Like any beta version, it was okay. All of the math instructional content was correct, we had a unit of lessons on ratio and proportion that included playing the game. Still, like any beta version, there were aspects that could be better. We’ve spent lots of time in classrooms ourselves, and we understand that when students can’t work independently, it’s frustrating for them and takes time away from the teacher.

Changes to Make Students’ (and, hence, Teachers’) Lives Easier

TL; DR – we made it a lot less likely that students would need to call over the teacher for help.

  1. Any equivalent ratio is now scored correct. and extra spaces are ignored. The blue corn mush math problems were too easy to get wrong. For one of the problems, if a student answered 2:10 instead of 1:5, it was scored incorrect. Those are equivalent. Also, if a student entered spaces like 1 : 5 it was scored wrong. Why would someone enter it like that? As with many things people do, I have no idea, but I do know it ends with the student calling over the teacher and asking why their answer is wrong.

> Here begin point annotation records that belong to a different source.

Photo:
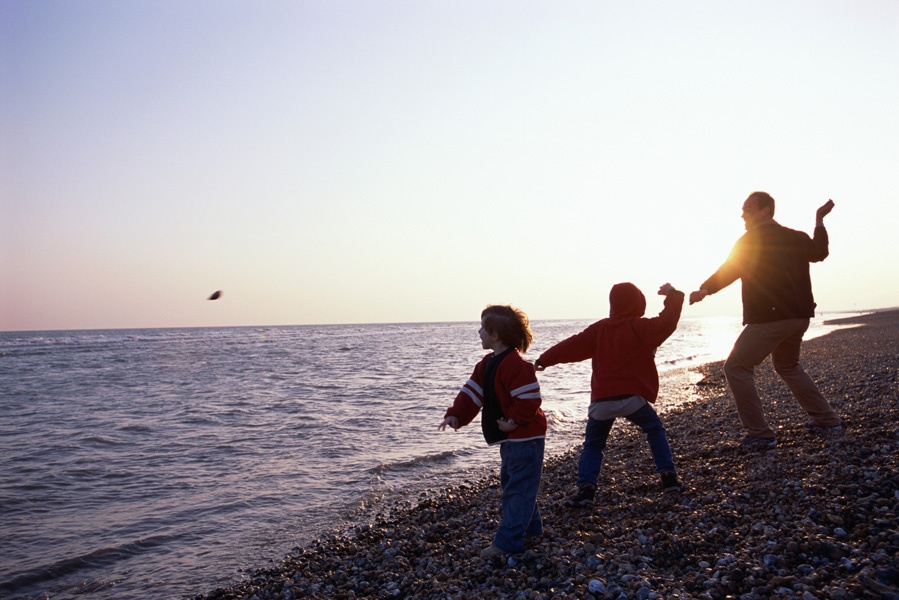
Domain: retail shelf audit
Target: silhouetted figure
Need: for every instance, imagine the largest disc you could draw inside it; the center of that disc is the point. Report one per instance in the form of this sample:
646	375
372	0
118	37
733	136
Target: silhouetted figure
625	381
772	262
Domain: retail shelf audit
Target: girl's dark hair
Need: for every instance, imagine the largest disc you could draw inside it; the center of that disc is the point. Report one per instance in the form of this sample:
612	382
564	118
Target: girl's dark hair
509	324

  2. The default screen size now fits on the smallest Chromebooks. The original screen size was a little bigger than the smallest Chromebooks, which meant the next arrow could be off the screen and the student wouldn’t see it. This resulted in them calling the teacher over who either told the student to scroll down or to zoom out and view the game at 90%.

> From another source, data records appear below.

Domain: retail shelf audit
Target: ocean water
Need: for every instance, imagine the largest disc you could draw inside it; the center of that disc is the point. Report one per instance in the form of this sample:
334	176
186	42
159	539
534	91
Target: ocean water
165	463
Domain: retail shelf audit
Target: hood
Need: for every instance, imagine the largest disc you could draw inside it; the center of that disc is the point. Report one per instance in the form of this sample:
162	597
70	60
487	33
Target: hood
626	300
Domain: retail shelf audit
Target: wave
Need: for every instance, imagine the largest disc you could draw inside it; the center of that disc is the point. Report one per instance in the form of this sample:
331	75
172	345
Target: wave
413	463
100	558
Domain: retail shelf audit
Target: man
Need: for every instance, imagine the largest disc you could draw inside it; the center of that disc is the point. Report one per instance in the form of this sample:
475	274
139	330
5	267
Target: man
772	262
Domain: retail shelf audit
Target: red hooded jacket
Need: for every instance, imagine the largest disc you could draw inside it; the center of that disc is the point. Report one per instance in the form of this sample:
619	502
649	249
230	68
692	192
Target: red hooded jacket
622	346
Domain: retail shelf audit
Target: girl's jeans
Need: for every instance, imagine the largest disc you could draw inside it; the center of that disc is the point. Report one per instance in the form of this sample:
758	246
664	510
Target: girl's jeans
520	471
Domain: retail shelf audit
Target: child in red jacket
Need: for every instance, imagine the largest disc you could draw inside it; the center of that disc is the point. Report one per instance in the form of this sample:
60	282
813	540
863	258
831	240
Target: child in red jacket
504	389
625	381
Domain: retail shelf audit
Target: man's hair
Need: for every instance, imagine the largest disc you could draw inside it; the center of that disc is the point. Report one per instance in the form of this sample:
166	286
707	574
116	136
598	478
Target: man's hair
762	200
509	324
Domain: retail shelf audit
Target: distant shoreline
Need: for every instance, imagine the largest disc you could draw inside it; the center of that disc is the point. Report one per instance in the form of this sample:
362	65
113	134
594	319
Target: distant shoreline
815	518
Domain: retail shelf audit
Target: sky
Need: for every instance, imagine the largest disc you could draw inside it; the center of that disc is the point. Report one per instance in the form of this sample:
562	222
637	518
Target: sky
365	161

Smiling African American female teacher standing near whiteboard and looking at schoolgirl raising hand
Photo by Katerina Holmes on
  1. We added LOADS of hints. Every page now has a header with a ? in a button the top right. Clicking on that button will give you a hint on how to solve the problem, whether it is instructions to click the colored “brush” on the right and then click the square on the “rug”, an equation to use to solve a problem for milk replacer ratio or to click the corn borers to squash them.

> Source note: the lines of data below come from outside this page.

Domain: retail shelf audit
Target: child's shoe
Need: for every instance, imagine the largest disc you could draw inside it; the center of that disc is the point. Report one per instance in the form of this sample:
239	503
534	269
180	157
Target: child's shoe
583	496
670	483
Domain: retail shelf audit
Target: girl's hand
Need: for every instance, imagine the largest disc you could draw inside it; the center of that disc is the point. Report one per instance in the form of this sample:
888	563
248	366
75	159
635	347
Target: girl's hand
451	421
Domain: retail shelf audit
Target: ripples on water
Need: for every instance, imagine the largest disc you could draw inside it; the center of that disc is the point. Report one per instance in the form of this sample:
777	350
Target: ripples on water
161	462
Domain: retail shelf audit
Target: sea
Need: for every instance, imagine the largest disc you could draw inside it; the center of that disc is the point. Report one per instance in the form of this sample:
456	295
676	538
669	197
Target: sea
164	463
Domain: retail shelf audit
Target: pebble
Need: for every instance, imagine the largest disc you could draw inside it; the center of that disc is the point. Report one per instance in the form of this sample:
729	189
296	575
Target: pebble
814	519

  2. The question applying the ratio of water to milk replacer has a random number of lambs, so it isn’t always the same problem.
  3. A hundred little changes that add up – whether it was the title not quite centered, adding wiggly corn borers to pages where these pests are discussed or an extra few pixels of padding around the score box, players don’t notice these changes individually, but they come together to make a game look more professional, and more like something students want to play.